15 May, 2007

Still it was a good lay...

To-nite, as I'm sure all of y know, is Morrissey Nite in Chicago. Plays @ the Aud @ 8pm, and I'm 95% planning to go.

Iv'e seen him many times now- 2 Smiths, and...... 7-8 solo or so. Although I no longer walk with Morrissey every day, I still love the whole sthicht(sic) and loved being a part of it all. The Smiths were so fucking kool, and I really cherish those days. It was so exciting back then, with a single release here, new B sides there, BBC songs where, and five great LP's (counting 'Hatful' as a real LP-- it was, I think, the best peice of vynal they put out and is one of the toppermost of my faves. It's Sister/Aftermath/Inflammible Material type good.

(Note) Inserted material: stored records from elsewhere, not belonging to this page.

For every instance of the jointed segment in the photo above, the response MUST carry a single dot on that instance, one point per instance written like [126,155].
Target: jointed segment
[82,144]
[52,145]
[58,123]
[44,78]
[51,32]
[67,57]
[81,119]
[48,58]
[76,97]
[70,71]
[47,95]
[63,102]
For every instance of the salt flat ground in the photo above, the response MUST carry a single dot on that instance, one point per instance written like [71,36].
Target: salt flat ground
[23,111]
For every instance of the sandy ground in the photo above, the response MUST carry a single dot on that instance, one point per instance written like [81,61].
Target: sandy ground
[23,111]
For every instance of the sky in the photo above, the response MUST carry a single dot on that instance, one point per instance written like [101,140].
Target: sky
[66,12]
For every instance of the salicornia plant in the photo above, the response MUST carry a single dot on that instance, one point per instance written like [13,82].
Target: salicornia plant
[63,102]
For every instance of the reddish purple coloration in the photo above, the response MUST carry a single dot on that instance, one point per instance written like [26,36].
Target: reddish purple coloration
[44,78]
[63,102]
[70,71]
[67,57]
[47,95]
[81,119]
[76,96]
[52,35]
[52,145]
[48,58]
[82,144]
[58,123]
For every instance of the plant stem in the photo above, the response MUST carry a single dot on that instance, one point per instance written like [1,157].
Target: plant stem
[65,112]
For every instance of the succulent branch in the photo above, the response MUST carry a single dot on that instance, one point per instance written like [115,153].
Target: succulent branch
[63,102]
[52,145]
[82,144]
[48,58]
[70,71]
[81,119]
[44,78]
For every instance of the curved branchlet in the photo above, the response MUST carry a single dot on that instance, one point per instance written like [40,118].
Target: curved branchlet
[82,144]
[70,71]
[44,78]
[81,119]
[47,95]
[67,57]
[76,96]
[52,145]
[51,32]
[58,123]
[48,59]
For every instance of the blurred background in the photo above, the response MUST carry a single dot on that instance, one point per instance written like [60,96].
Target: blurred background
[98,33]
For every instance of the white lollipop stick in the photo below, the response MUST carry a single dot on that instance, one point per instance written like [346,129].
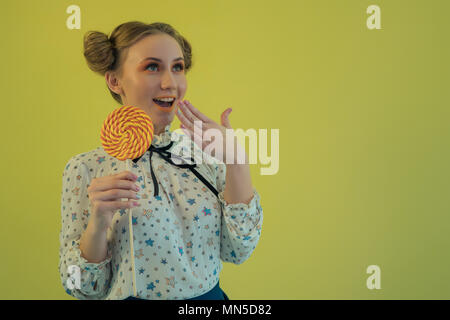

Long days were spent wrestling with the lyrics about bucktoothed girls in Luxembourg. And every 3-4 months came a whole new '45 with a new B-side to ponder lifes complexities over. Viva Youth.

And then came the break up. Hopefully they will be the Beatles and never come back, but we still have Morrissey. This post is specifically about that first single, Suedehead- the greatest of all Morrissey songs. I was going out to South bend to hang out w/ my old lover Orange, and the Southshore line train wasn't ready yet, so i snuck into a bookstop and read the NME's and MMakers, as I did. And, in these pre-internet days, I got the sodden news: it was over for the smiths.

But time goes on. They posthumously released their last LP (The great Strangeways)that sept, and then the following Feb. it was time for Morrisseys first release: the Suedehead '45. I recieved it as a gift from an old friend who was a girl--KacL- the redheaded punk rock girl who was the first female that I ever tried to holler @ . My voice in those days towards girls was something like this: "Say, uh, I, uh, um well, uh, y'know, you, uh, and , uh, um, say, uh..........". She knew what I wanted to say, but girlteens in 1986 are a lot like girladults in 2007= they want a man who decides and acts, not valillatating Virgil hilts. But I learned.......a little. Anyway, 'Suedehead', dropped on us like the Salford Lads Club: instantly we felt that shit, shit that shit, and.........ok, i'll stop: it was killer. But how strange the topic of the song: unlike his previous lyrics up to that point, the singer was now the one saying to the hopeless lover "Stay away from me!!" . But then fade out lyrics, "It was too late, too late, it was too late too late", was classic Morrissey.

Flash to my first Morrissey solo show: The Summer of Long Remember, 1991, where I somehow, for the first and only time in my life, had two girlfrenz @ once*. And they were both @ the same show (good women, both of them.....Jesus has been so good to me to have let me share in the wee bit of these girls lives......bless them both......True.). Morrissey played a great show, hilighted by that greatest of all Morrissey songs, 'Suedehead'. But the talk in the voiture back to the city was stunning: three of the four people I was with heard(not me- I heard what I wanted to hear w/ that song, and I wanted the forelorn Morrissey)the fade out lyrics "Still it was a good lay/good lay/ it was a good lay/good lay". And so it was.

We hear what we want to hear, and sometimes we don't want to let go. But, as I get older and older, I do discover time and time again that it's not too late, and that it was a good lay.

Viva Hate. Viva Morrissey.

*="wait.....two girlfrenz?" --Sudden Sam Malone (corrupted)

3 comments:

Anonymous said...

Two girlfriends? At a Morrissey show? Shouldn't that be two boyfriends?

Anonymous said...

...if the hole fits, wear it!

Anonymous said...

And id the dress fits/ why can't I wear iT?